13 March 2007

Kitchener Stitching for B

Warning: This post will be pic heavy.

So, I spent years Kitchenering backwards. Instead of a nice, smooth ending to the toe, I got a purl ridge. I still don't know what I changed so that it finally works now, but since my friend B (sadly blogless) just finished her first pair of socks, and needs to learn how to do that "toe-closing stitch-thing", and I had a sock from Socks That Rock that needed to be Kitchenered, I thought, we could work together.

So, B, (and anyone else who's interested), here's how I kitchener stitch my toes.

Here we have a friendly neighborhood sock. Say hello to the Sivia Harding sock, kids! (sock voice) Hello kids!

Okay, I'll stop.

This sock is all prepped for kitchenering.
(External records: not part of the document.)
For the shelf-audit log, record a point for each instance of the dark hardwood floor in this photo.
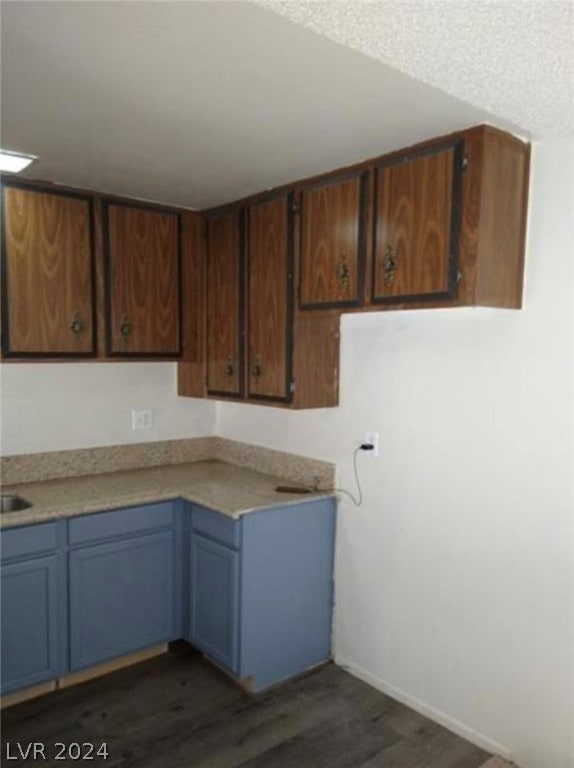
(178, 711)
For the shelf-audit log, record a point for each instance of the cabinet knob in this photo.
(389, 265)
(343, 271)
(77, 325)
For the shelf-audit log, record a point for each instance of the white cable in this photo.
(357, 502)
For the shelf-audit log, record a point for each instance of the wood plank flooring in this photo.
(178, 711)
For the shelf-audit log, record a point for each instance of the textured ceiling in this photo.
(201, 103)
(514, 58)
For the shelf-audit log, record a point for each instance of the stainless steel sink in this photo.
(13, 503)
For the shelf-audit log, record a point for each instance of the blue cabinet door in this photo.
(30, 617)
(214, 601)
(121, 597)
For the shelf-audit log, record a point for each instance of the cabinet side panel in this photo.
(502, 230)
(193, 287)
(191, 373)
(224, 304)
(316, 361)
(286, 591)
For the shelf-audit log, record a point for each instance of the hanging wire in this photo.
(359, 501)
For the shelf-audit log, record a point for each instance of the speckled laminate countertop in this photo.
(225, 488)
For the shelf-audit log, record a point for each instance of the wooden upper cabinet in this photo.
(224, 256)
(48, 280)
(416, 225)
(142, 259)
(270, 273)
(331, 268)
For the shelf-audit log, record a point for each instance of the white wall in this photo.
(455, 583)
(55, 406)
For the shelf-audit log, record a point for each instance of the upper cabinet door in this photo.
(142, 255)
(224, 249)
(331, 270)
(270, 276)
(417, 220)
(47, 274)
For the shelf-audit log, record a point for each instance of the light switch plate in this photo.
(142, 419)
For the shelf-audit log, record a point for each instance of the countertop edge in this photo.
(49, 514)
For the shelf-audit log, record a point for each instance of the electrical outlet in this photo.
(373, 439)
(142, 419)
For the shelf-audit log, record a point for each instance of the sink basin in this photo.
(13, 503)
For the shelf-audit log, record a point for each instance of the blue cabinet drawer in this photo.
(122, 522)
(31, 540)
(216, 526)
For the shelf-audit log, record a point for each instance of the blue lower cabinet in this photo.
(261, 589)
(30, 622)
(121, 597)
(214, 600)
(286, 591)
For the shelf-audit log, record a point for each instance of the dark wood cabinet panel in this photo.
(47, 274)
(142, 259)
(416, 226)
(225, 281)
(331, 269)
(270, 273)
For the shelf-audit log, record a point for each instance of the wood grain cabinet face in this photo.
(47, 274)
(270, 277)
(416, 226)
(332, 243)
(224, 254)
(142, 257)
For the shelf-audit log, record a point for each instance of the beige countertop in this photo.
(225, 488)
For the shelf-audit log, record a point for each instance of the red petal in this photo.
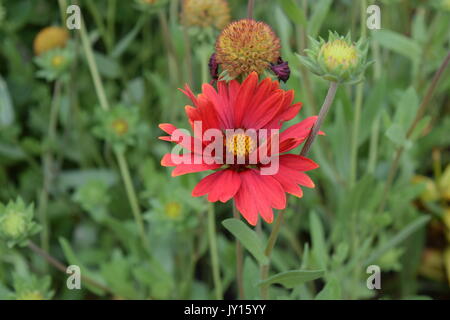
(259, 194)
(244, 98)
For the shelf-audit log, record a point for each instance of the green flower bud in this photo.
(29, 287)
(16, 222)
(337, 59)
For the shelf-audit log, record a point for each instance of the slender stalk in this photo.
(239, 260)
(98, 84)
(47, 167)
(264, 270)
(358, 106)
(373, 148)
(62, 10)
(214, 252)
(355, 134)
(250, 8)
(63, 268)
(419, 114)
(124, 170)
(322, 114)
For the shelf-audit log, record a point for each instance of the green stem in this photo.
(322, 114)
(124, 170)
(47, 164)
(264, 269)
(373, 148)
(358, 106)
(239, 260)
(250, 8)
(63, 268)
(355, 134)
(419, 114)
(98, 84)
(131, 193)
(214, 252)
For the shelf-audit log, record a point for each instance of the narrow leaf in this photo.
(293, 278)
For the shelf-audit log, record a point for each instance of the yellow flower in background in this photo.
(50, 38)
(245, 46)
(57, 60)
(206, 13)
(120, 126)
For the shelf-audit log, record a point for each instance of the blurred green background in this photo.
(55, 153)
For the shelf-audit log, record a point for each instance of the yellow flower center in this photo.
(173, 210)
(205, 13)
(120, 126)
(50, 38)
(245, 46)
(240, 145)
(57, 60)
(30, 295)
(14, 225)
(339, 53)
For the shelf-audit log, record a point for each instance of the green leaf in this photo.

We have the stitches lined up on two needles, evenly split. We've cut the yarn from the ball, but left a long tail (probably 18" or so) and threaded it on a yarn needle.

First, we prep the front stitch. Insert the yarn needle into the stitch like you're going to purl. Pull through. Do not remove that single stitch from the knitting needle.Prep the back stitch. Insert the sewing needle into the stitch on the back needle as if you're going to knit. See how I'm still coming from the "front" of the work? I think I used to get in trouble by bringing my working yarn over the knitting needles. That doesn't work. Learn from my mistakes. :)

Okay, now we're ready to get going. Insert the sewing needle into the first stitch on the front knitting needle.

Pull this stitch off the knitting needle. You've got your sewing needle in it, it's not going anywhere.

Now, pull the yarn through (don't get too tight, you can adjust this later with a little fidgeting of the yarn). One stitch bound off.

Now, prep the next stitch, still on the front needle. Don't pull this stitch off the knitting needle.

Back needle gets the same treatment, but in reverse. Insert your sewing needle as if to purl, and pull the stitch off the knitting needle.

Prep your next stitch by inserting the sewing needle as if to knit. Don't take this stitch off the needle.

Wash, rinse, repeat.
Until all of your stitches are bound off.

Then, do a happy dance. Possibly have a drink. It's good for you! (the kitchenering, I mean).

1 comment:

Anonymous said...

Thank you. It is still scary, and I continue to reject the name kitchener but your explanation is a lot less scary than I thought it would be. My first one came out perl-y. I think that is because I am sick and not at the top of my game. I am keeping faith for sock #2 to be completed when I can close my mouth and not suffocate.